On the other hand, if I had to chose only one event in the wars we had to witness it is the rape of women in Bosnia and in Croatia. Between 1992 and 1993 first in Zagreb and then in Zenica, Tuzla in Bosnia I had to listen to raped women who approached me out of their need to speak. When I was back in Bologna, for months on end I could not speak, I would not repeat what these women had told me. When I finally found the voice to tell their stories, I knew that I had to speak about the unspeakabl; that I had to face the postmodern image of the female body that has led to the creation of concentration camps for women with the purpose of raping women with the intent of fertilizing them. It would be preposterous to interpret this monstrous form of po pulation politics as an old form of ethnic violence in 20th century dress.
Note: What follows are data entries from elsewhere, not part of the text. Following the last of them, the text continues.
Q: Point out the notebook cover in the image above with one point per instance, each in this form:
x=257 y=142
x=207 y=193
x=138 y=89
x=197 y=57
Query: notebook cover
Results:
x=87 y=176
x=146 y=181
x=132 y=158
However our entire commitment to the presence of women in the city would be vacuous talk if we were not to resist the manyfold which we are exposed to the loss of the body for which many of us are willing to pay a high price.

 

            There is an extraordinary Figure in the greek tragedy: Antigone. When Antigone's brother is condemned by the tyrant to death and he orders that his body be left to rot, she rebels, buries him and mourns. For this obedience to her own compassionate norm, her resistance to the tyrant's command, she is condemned to live henceforth outside the City walls. For most interpreters, including those who are feminist, Antigone cannot fit into the city. In "Orlando" we have tried to imagine how Antigone, in spite of her compassionate wisdom, could find her place within our cities. Our task to mourn and to love lies before us.